Alejandro cerró los ojos.

—Tienes derecho a odiarme.

—¿Tú recibiste el dinero destinado a Esteban Rivas?

—No.

Colocó un último estado bancario sobre la mesa.

—Pero descubrí quién lo recibió.

Elena leyó el nombre de la cuenta.

No pertenecía a Julián.

Tampoco a Mercedes.

Estaba a nombre de la fundación privada de su madre, fallecida hacía tres años.

—Mamá… —murmuró.

Alejandro asintió.

—Ella sabía que Mercedes planeaba algo contra papá. Recibió el dinero, pero nunca se lo entregó a Esteban.

—¿Por qué?

—Porque Esteban había encontrado una prueba que podía destruir a toda la familia.

—¿Qué prueba?

Alejandro sacó una fotografía tomada dentro del automóvil accidentado.

En el asiento trasero se distinguía una carpeta parcialmente quemada.

Sobre ella podía leerse:

PRUEBA DE PATERNIDAD — ELENA VALDÉS.

—Papá investigaba tu origen —dijo Alejandro—. El día que murió iba a decirte que no eras su hija biológica.

Elena sintió que el mundo volvía a quebrarse.

—Eso es imposible.

—Arturo te amaba como a una hija. Por eso colocó la fortuna a tu nombre.

—Entonces, ¿quién era mi padre?

Alejandro giró el documento.

En la última página aparecía un nombre.

Elena lo leyó dos veces.

Después miró hacia la puerta por donde acababan de llevarse a Mercedes.

—No puede ser.

Su hermano habló con la voz baja:

—Según el análisis, tu padre biológico era el esposo de doña Mercedes.

Elena dejó caer la hoja.

La mujer que la había despreciado durante cinco años no solo sabía que la mansión y la empresa le pertenecían.

También sabía que Elena era hija de su difunto esposo.

Y eso significaba que Julián no había sido elegido únicamente para quitarle la fortuna.

Mercedes había impulsado el matrimonio entre dos personas que podían compartir la misma sangre.

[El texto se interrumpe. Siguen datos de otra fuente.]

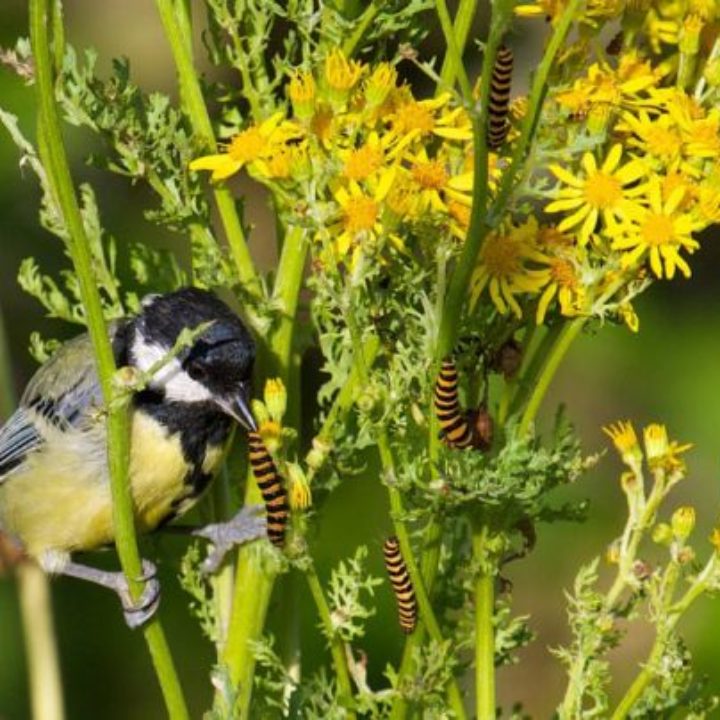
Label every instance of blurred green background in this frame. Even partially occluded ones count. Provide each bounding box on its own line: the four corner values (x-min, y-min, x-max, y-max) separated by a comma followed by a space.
0, 0, 720, 720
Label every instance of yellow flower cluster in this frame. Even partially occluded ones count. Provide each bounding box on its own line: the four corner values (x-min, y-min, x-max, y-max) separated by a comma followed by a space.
190, 50, 500, 264
190, 39, 720, 330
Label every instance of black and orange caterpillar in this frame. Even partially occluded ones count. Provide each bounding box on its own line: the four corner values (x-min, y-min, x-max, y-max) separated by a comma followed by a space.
435, 358, 473, 448
487, 45, 513, 150
383, 536, 417, 634
248, 431, 288, 548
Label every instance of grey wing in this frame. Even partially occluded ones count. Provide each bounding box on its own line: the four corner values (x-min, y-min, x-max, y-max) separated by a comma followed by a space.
0, 334, 112, 483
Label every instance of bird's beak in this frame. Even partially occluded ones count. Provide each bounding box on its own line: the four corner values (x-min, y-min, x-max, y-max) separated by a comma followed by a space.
218, 383, 257, 431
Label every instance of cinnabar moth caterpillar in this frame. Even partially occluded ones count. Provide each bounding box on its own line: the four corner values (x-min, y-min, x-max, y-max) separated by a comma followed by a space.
435, 358, 473, 448
487, 46, 513, 150
248, 432, 288, 547
383, 537, 417, 634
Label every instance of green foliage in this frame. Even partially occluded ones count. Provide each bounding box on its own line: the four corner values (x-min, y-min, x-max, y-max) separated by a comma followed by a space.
323, 545, 382, 642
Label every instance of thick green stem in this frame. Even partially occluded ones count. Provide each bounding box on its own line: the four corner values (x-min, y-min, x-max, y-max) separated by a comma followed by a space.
481, 0, 580, 223
225, 227, 308, 718
30, 0, 188, 720
440, 0, 477, 88
155, 0, 260, 296
473, 527, 495, 720
0, 304, 65, 720
345, 310, 465, 719
519, 318, 585, 435
305, 563, 355, 708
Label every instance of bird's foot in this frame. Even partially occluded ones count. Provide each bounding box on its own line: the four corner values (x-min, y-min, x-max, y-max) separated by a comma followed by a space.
192, 505, 267, 574
59, 560, 160, 630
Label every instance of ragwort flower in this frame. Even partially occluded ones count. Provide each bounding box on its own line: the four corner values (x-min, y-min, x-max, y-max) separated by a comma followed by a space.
189, 112, 303, 180
608, 177, 699, 280
545, 144, 644, 245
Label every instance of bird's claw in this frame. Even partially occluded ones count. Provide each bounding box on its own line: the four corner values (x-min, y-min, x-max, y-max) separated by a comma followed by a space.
115, 560, 160, 630
192, 505, 267, 575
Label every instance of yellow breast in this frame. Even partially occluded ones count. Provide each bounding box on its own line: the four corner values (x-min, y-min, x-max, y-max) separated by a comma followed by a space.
0, 412, 222, 557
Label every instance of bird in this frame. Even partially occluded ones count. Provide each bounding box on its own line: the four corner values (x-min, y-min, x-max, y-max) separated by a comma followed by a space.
0, 287, 266, 627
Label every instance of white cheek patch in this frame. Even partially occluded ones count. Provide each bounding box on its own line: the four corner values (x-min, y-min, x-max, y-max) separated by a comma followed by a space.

Alejandro tomó el teléfono.

—Debemos detener la salida de Julián antes de que lo trasladen.

—¿Por qué?

—Porque hay que realizar una prueba de parentesco inmediatamente.

Elena miró los documentos del divorcio sobre la mesa.

Había creído que aquel papel solo marcaba el final de su matrimonio.

Ahora podía ser la única barrera que la separaba de un secreto mucho más oscuro.

Julián seguía llorando dentro de la patrulla, convencido de que había perdido a su esposa, su casa y su libertad.

Pero todavía no sabía que la prueba genética podía arrebatarle también el apellido, la herencia y la identidad que su madre había construido para él.